Are There Any Herbal Medicines That Have Scientific Backing?
According to Jerome Sarris, Ph.D., from the University of Melbourne, there are currently 20 plants that have clinical support for medicinal use to treat anxiety. Among them are galphimia and kava, which has been proven effective for generalized anxiety. There are formal studies that suggest that the use of milk thistle, passionflower, lemon balm, Gotu Kola, Iranian borage, chamomile, ginkgo, roseroot, and skullcap are adequate anxiety treatments. There exist research that has tested sage and bitter orange, showing that they also reduce anxiety.

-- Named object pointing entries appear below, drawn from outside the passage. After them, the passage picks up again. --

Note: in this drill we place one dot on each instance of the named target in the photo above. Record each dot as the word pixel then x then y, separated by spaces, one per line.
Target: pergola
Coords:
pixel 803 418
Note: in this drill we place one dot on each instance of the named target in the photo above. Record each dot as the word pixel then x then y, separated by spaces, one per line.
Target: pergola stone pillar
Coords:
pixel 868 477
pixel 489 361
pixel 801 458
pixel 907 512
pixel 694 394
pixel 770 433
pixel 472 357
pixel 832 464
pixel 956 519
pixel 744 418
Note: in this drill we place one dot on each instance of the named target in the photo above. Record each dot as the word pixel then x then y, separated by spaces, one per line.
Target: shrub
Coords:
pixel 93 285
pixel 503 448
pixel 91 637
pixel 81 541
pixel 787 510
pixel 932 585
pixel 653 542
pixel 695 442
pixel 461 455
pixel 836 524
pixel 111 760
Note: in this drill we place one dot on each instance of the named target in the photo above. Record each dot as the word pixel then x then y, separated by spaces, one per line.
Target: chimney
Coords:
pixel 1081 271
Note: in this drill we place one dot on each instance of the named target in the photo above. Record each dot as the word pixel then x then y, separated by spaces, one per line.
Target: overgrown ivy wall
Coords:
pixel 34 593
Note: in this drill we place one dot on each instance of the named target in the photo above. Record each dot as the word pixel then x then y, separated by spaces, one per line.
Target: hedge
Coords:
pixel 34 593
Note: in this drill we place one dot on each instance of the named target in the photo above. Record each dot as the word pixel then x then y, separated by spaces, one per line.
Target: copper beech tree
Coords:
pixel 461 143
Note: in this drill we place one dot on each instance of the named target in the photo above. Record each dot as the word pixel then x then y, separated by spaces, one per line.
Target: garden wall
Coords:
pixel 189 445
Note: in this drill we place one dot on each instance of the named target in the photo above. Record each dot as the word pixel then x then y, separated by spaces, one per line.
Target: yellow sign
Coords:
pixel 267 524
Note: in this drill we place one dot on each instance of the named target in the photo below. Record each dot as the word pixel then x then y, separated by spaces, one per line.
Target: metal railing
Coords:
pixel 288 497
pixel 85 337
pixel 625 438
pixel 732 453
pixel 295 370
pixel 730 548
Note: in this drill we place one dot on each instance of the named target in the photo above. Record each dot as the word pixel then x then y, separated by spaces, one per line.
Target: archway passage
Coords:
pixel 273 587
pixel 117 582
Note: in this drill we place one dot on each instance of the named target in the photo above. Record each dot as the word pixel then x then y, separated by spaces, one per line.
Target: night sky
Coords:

Studies show that people suffering from cognitive decline and also experiencing anxiety can benefit from using Bacopa. General anxiety disorder (GAD) patients have shown in clinical trials to have some encouraging responses from ashwagandha, but the evidence is still tentative. Kava seems to have the most significant support and most proponents for it being a suitable treatment for GAD. However, recent research indicates there could be a health risk associated with kava, mainly kidney damage.